Liberal Democrat MP Alistair Carmichael has criticised the body that investigates possible miscarriages of justice over the murder of a Bangladeshi waiter in 1994, The Herald reports.

Mr Carmichael said the Scottish Criminal Cases Review Commission (SCCRC) had not addressed concerns about the conviction of Michael Ross for the murder of Shamsuddin Mahmood.

Mr Ross, who was 15 at the time of the murder, was found guilty after it became known that his father owned a rare type of bullet that was used in the killing – though the evidence was mainly circumstantial.

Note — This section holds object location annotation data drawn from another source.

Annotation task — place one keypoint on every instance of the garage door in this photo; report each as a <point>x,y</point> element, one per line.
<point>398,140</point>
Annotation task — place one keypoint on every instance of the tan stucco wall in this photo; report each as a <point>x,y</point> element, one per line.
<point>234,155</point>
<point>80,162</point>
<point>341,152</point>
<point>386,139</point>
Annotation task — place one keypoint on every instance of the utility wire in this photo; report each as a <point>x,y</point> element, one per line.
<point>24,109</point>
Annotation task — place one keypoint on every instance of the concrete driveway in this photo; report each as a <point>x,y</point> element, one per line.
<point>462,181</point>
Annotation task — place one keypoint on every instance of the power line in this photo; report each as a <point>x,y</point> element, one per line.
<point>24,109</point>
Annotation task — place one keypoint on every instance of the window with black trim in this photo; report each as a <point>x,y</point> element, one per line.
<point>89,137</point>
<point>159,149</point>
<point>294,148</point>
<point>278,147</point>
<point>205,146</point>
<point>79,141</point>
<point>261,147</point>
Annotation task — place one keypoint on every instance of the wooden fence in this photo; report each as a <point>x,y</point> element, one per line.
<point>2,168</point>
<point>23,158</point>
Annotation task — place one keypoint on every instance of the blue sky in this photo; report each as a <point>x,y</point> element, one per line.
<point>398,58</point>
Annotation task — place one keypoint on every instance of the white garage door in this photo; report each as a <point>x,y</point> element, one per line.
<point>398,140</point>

After being found guilty, Mr Ross attempted to flee the court but was wrestled by officials.

In 2006 a witness came forward to say they saw the boy in a Kirkwall public bathroom just before the shooting.

The SCCRC refused to refer the case back to the High Court in 2014 but campaign group Justice for Michael Ross urged Mr Carmichael, formerly a depute procurator fiscal, to help them in their fight to get the conviction overturned.

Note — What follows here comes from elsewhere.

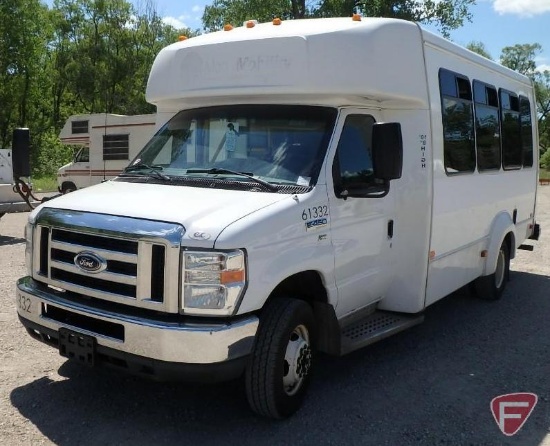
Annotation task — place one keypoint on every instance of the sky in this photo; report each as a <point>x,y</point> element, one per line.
<point>496,23</point>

In a letter to the group the MP has now said the police investigation “might have been done differently”, citing a witness description of the killer as 6ft, compared to Mr Ross’ height of 5ft 7.

He wrote: “In any criminal trial the issue of the identification of the person accused is absolutely central. When I met Michael I was struck that, at 5ft 7ins, he is not particularly tall.

“The information you placed before the Commission went into this subject in some detail and highlighted issues surrounding the descriptions offered by witnesses and the conduct of the police investigation.

“I think that these are very legitimate concerns. I agree that the Commission has not properly engaged with these issues and appear not to have analysed your submissions in the way that I would have expected.”

However, he said it was “not appropriate” for him to give any view on Mr Ross’ guilt.

He also questioned the SCCRC’s rationale for refusing to refer the case, saying: “To my mind the thinking behind their conclusions is not as clear as I would expect it to be.

“I will be happy to encourage the Commission to reconsider the submissions that you made.”